Profile: The Gray Revolution

Forget the hipsters. The biggest force in Philly’s future will be the newly arrived empty-nesters — at least, if they’re anything like super-involved Joe Manko

Now for the good news about Joe’s Generation: They’re not done. Don’t count them out just yet. Traditionally, civic involvement peaked in midlife and tailed off afterward. Volunteering, for instance, usually declined after age 50. “But the current generation of seniors has turned that wisdom on its head,” writes Putnam. “They are largely responsible for the boom in volunteering in recent decades, and they have resisted most staunchly the decline in participation in community projects.”

In short, the long civic generation is entering its Second Act. They know they’ll probably live into their 80s, or maybe their 90s, if they’re not there already. And they’ve been redefining retirement. They also know — since they read the newspaper — that the secret to a healthy, happy old age is activity. To quote a factoid on Putnam’s website, Bowlingalone.org: “Joining and participating in one group cuts in half your odds of dying next year.” To a member of the long civic generation, this good behavior comes naturally.

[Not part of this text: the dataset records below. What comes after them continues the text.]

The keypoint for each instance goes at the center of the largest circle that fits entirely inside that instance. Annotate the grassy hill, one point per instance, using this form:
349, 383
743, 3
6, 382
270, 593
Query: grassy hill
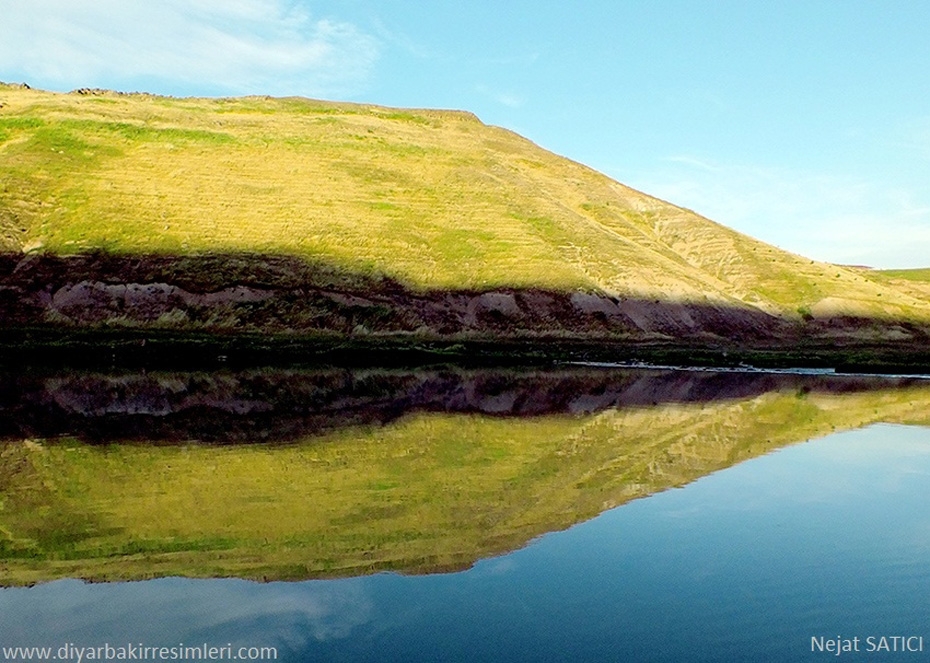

And how wonderful that could be for a city like Philadelphia. Imagine the potential, especially since some of the brightest, most energetic and most affluent members of this generation are the empty nesters moving back into town, into the luxury condos that have lately transformed the skyline of Center City. To date, they’ve been greeted most warmly by the chamber of commerce: SPEND YOUR NEST EGG HERE! Yes, they certainly do support the city’s restaurant scene, as well as the arts. But, given time, what if their greatest impact turns out to be political, not economic? Young hipsters aren’t Philadelphia’s real future; they’re too cool to get involved. But what would happen if the Nutter administration actively courted all the Joe Mankos?

IN THEATER, the seeds of the second act are planted in the first. So it was with Joe Manko. By nature and by his own admission, Joe is a “connector,” to use the term popularized by the book The Tipping Point. He knows a lot of people. A lot of people. In the 1980s and ’90s, as he gained stature in Lower Merion politics, he also got drawn into regional Democratic politics, thereby adding two more networks of friends and acquaintances to the existing circles of family, work and synagogue. Sooner or later, all those circles begin to overlap, so that … Let me put it this way. You can’t meet Joe without him knowing at least two or three people you know. You’ll forgive his wife Lynn for constantly asking him, “Is there anybody you don’t know?” At 68, he’s become convinced: “Philadelphia is, like, two degrees of separation, that’s about it.” Well, yeah — if one of the people is Joe Manko.

His rise in Democratic politics is visible on the windowsill of his corner office at his law firm on City Avenue. Photos, haphazardly propped up, show him with Al Gore, with Joe Lieberman and Joe Hoeffel. There he is with John Kerry. There’s Joe and Lynn with Bill Bradley, Joe and Lynn with Arlen Specter, Joe and Lynn with Bill Clinton.